I own a cat named Frodo, lovingly dubbed "International Cat" (now aged 7), he lived and roamed in Ireland, Germany and Italy, and now in Ireland again. I think that we need to choose the right set up for them, to give them the chance to learn and progress in their lives. But if you have inappropriate dwellings - you should keep a Guinea Pig instead. Cats need the Country Side! I went through considerable effort (each awkward move - euro crisis, what can I say). To ensure the home is rural, even Doh he is good with traffic. We need to to do which is best for them ( not what is more convenient for us!) I drive an hour to work, and being rewarded by looking at cows out my window. Cats (Pets) are not substitute children, but individuals with their own needs. Saying this, in Europe we don't have to worry about predators (a streetwise cat gives a dog a run for his money). Of course there has been the odd drama - such is life. Declawing your cat is sick, by the way!! Best wishes from Ireland.
—Tinafromeire

My Indoor Ragdoll

My indoor Ragdoll little girl's name is Molly. She stays indoors and waits for us to come home daily by sitting at the dining room window and waiting. She chases me around the house and is very quick at finding me when we play hide and seek. We have a long hallway for her to run down and a cat tree she is the sole Queen of. And we do not worry about her safety, we live in a Coyote inhabited rural area and every once in a while hear the coyotes having a feeding frenzy with somebody's pet in the neighborhood. Molly is a happy little girl and I open the big livingroom window in the mornings for awhile so she can take in the outdoors. We will be retiring after the end of the year and I think Molly will REALLY enjoy having both my wife and I home all the time. She sleeps between us nightly.
—Guest Mike Rice

Indoor Cats

We have kept our many (4-6) cats indoors for over 20 years. I see no negative effects from this, only positive ones.

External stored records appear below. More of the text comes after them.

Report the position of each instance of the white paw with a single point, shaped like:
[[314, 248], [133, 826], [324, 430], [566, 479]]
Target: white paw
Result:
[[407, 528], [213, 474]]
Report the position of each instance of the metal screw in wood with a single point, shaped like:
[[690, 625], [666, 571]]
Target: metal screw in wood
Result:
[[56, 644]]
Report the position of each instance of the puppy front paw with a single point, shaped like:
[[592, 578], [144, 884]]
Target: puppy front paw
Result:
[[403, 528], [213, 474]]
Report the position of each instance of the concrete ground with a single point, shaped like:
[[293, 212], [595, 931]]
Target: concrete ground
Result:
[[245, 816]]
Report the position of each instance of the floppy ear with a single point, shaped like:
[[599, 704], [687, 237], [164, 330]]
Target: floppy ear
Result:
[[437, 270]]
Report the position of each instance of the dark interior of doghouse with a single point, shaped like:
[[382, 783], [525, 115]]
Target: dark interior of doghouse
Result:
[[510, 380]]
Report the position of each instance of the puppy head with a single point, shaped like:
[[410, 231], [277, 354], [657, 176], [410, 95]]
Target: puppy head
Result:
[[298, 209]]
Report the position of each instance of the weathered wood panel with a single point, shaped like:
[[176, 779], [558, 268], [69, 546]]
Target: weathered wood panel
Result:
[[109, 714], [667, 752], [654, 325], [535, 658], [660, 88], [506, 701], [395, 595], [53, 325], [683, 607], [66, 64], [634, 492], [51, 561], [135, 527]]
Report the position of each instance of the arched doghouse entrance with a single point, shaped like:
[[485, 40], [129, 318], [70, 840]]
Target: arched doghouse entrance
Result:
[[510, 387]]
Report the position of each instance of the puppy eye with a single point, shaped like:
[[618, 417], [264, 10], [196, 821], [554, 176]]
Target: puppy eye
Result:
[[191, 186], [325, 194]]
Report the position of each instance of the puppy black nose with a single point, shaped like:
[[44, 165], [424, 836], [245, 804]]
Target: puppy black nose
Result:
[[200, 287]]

Do it for your delicate little friends, they will be grateful.
—Guest Robert Reger

Inside not out!

I had a beautiful black an white cat and we let it roam outside until one day she got run over by a car and the car drove off. I'm getting a new tabby kitten and I'm going to keep it inside because they live longer, No diseases , still excersize running up and down the stairs! So it's inside for me guys!
—Guest Lewis

Never again

My darling kitty just died, hit by a car... If or when I get a new cat it will be indoor only. I refuse to let another animal under my care suffer in that way.